She went on to write that sexual harassment “is not limited to any one party” and that political leaders must “rise to the occasion, and not shrink from it.”

“So I have spent a lot of time reflecting on Senator Franken’s behavior,” she wrote. “Enough is enough. The women who have come forward are brave, and I believe them. While it’s true that his behavior is not the same as the criminal conduct alleged against Roy Moore, or Harvey Weinstein, or President Trump, it is still unquestionably wrong, and should not be tolerated by those of us who are privileged to work in public service.”

The women were joined by Sens. Richard Durbin (D-Ill.), Bob Casey (D-Pa.), Joe Donnelly (D-Ind.) and Sherrod Brown (D-Ohio) and also by Tom Perez, chairman of the Democratic National Committee, who all joined in, calling for Franken to step down.

At the same time, Franken declared that he’ll make an announcement about his political future on Thursday.

The senators from his own party calling for him to resign came the same day that a sixth woman came forward to say that Franken had tried to forcibly kiss her.
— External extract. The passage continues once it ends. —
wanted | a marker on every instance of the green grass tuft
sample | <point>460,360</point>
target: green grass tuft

The woman, a former Democratic congressional staffer, said that Franken had trapped her and tried to forcibly kiss her in 2006 after her boss had gone on his radio show, telling her, “It’s my right as an entertainer.” The woman, who was in her 20s at the time, had ducked.

The senator is accused of groping or forcibly kissing six other women.

Franken has refused, in statements and interviews, to admit any of the allegations, saying that he’s sorry, but saying, incredulously, that he doesn’t remember groping anyone.

In response to a woman named Lindsay Menz who said he grabbed her buttocks while she was taking a photograph with him at the Minnesota State Fair, Franken said: “I take thousands of photos at the state fair surrounded by hundreds of people, and I certainly don’t remember taking this picture.”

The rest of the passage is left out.